Founded in 1972 as a mission, Good Shepherd became a parish in 1981 and was located for many years at 3600 Fall Creek Highway in Acton. In 2008, the congregation split into two groups when the Diocese split. Our congregation retained active membership in the National Episcopal Church. The other group of congregants are now organized as Good Shepherd Anglican Church. However, we are the only Church in this local area recognized as a member of the world-wide Anglican Communion and the Episcopal Church of the USA (ECUSA).
While our original property has been caught up in the ongoing legal dispute between the Episcopal churches in north Texas and the break-away Anglican congregations, we have kept our focus on what is important in following Jesus. As of September 22, 2019, we are in a brand new (still has that "new church smell") building, located on Acton Highway between Granbury and Acton.
The physical address is 4530 Acton Highway, Granbury/Acton.
We meet every Sunday for worship services and meet regularly in our other activities. A priest in our diocese once stated that “pound-for-pound” we are the champions at serving those in need in our community.
We enjoy our friendships, our outreach and our worship. Good Shepherd is a happy church with happy, active members who strive to express the love of Jesus to all we serve.
“In him you have brought us out of error into truth, out of sin into righteousness, out of death into life”
(Book of Common Prayer, p. 368).
As Episcopalians, we are followers of Jesus Christ, and both our worship and our mission are in Christ’s name. In Jesus, we find that the nature of God is love, and through baptism, we share in his victory over sin and death.

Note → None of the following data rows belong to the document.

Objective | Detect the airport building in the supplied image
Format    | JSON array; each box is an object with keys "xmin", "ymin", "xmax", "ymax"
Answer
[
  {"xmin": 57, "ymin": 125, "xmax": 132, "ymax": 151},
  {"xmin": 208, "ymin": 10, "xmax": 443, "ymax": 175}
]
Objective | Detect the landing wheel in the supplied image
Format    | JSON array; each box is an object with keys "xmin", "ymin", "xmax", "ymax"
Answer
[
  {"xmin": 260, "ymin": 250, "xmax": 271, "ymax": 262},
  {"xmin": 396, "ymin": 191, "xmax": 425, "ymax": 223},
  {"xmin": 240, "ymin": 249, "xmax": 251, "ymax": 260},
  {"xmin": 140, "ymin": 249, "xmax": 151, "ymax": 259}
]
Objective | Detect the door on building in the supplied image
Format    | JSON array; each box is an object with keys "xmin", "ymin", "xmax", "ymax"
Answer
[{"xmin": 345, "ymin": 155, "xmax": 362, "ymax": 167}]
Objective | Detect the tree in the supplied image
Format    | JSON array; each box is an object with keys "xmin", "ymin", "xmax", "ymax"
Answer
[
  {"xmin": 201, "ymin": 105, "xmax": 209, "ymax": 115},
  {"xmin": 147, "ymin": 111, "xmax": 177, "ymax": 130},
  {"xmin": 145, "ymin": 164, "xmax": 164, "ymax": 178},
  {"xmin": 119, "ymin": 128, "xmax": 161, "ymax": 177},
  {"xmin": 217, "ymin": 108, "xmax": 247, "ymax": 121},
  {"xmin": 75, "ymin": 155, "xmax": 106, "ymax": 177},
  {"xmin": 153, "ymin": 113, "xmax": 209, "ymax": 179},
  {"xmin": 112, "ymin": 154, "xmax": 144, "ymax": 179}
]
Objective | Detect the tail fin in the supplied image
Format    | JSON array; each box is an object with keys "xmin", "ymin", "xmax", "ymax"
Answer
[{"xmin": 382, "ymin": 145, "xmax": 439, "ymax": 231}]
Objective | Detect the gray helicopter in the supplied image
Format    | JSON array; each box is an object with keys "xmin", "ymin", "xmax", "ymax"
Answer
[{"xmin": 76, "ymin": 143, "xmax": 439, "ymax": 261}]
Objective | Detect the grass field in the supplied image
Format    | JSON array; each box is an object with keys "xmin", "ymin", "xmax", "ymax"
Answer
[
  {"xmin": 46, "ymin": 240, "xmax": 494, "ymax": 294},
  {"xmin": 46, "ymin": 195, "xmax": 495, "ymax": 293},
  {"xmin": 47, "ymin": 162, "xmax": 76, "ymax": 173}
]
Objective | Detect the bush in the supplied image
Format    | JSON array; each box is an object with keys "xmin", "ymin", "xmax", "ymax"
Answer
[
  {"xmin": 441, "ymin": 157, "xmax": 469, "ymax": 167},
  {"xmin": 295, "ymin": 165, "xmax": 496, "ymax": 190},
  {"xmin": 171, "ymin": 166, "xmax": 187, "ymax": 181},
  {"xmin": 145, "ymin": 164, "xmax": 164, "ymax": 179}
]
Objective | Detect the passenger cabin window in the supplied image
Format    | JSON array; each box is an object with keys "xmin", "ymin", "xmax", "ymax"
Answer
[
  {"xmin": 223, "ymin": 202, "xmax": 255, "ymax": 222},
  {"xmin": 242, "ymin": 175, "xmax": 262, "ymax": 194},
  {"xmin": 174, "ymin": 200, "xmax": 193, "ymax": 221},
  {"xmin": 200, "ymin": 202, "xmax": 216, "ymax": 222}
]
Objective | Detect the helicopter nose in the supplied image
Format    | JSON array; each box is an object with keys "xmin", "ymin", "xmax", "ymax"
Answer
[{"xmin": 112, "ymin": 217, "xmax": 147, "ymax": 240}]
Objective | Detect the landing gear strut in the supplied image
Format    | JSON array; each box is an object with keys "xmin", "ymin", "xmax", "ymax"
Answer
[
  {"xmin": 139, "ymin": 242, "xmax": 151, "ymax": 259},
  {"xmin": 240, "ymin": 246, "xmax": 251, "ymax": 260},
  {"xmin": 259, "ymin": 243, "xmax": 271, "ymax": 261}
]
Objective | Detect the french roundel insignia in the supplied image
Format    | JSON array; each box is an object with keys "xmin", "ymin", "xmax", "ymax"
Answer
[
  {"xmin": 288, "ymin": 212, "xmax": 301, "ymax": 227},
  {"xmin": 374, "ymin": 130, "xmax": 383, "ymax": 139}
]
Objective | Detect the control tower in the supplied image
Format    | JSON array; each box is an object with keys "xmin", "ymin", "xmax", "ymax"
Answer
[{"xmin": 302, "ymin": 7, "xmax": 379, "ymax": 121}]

History of The Episcopal Church
The beginnings of the Church of England(link is external), from which The Episcopal Church derives, date to at least the second century, when merchants and other travelers first brought Christianity to England. It is customary to regard St. Augustine of Canterbury's mission to England in 597 as marking the formal beginning of the church under papal authority, as it was to be throughout the Middle Ages.
In its modern form, the church dates from the English Reformation of the 16th century, when royal supremacy was established and the authority of the papacy was repudiated. With the advent of British colonization, the Church of England was established on every continent. In time, these churches gained their independence, but retained connections with the mother church in the Anglican Communion.